I have often felt that the fairy godmother is a very appealing character in any traditional story. What could be better than appearing in a puff of smoke and granting someone's dearest wish of the moment with a wave of one's wand? Sounds like winning the lottery.... Well frankly, I have often wondered why fairy godmothers don't appear earlier in the story and provide a sound education or an introduction to an excellent work opportunity so the principal character does not fall into quite such dire straits in the first place, but granting an importunate wish makes a better story :) So, when my younger daughter was home for a weekend not so very long ago, and telling me how she was planning to buy a formal dress on the internet to wear to a University ball, I dropped a few pointed hints about the poor quality and ill fitting nature of such dresses and my kind daughter acted like a fairy godmother and allowed me to make her a ball dress, which was my dearest wish of the moment. We spent a delightful weekend looking through patterns, and my fabric collection, and came up with a plan involving a visit to a fabric shop and at least two weekends of intense sewing. What could be more fun?
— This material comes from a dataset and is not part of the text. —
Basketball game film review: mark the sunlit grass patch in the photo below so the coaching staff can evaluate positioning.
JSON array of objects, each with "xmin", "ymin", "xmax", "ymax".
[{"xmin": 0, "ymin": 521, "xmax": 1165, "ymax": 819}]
I was under a fair bit of time pressure, as the fitting of the dress had to be completed in competition with two short visits before the ball.
Naturally, no pattern perfectly fit the inner vision of the dress, but we decided on a modification of a Gertie pattern B5882
We did hit a snag here. Neither of us had realised from the pattern envelope that the bust detail on this pattern is a peculiarly placed shelf that starts at the bust line, rather than supporting the entire bust. On reading Gertie's blog in retrospect, this is apparently a deliberate design detail to minimize the appearance of a large bust, (which is not an issue for my daughter) whilst simultaneously focussing the entire attention of the dress at the bust line by not only framing the bust but having this section of the dress in a contrast fabric. Hmmm.
Our thinking was that it would be much more practical and visually appealing to have this section act as a built in bra, and orginally, we thought this section would look best in the same fabric as the remainder of the dress.
I am very grateful to Tantis-Isis for posting about her alteration of this region when she wrote about her lovely version of this pattern, and essentially followed the same technique, but increasing the cut out section of the front bodice further to fall just outside the bust and enlarging slightly the inner overlap to fit., then hand basting the inner sections to the main bodice. The bust construction is the feature of the dress, and I am quite happy with how it turned out, but it did require some fiddling. I have lightenend this photo so that hopefully you can see the details on the black insert sections.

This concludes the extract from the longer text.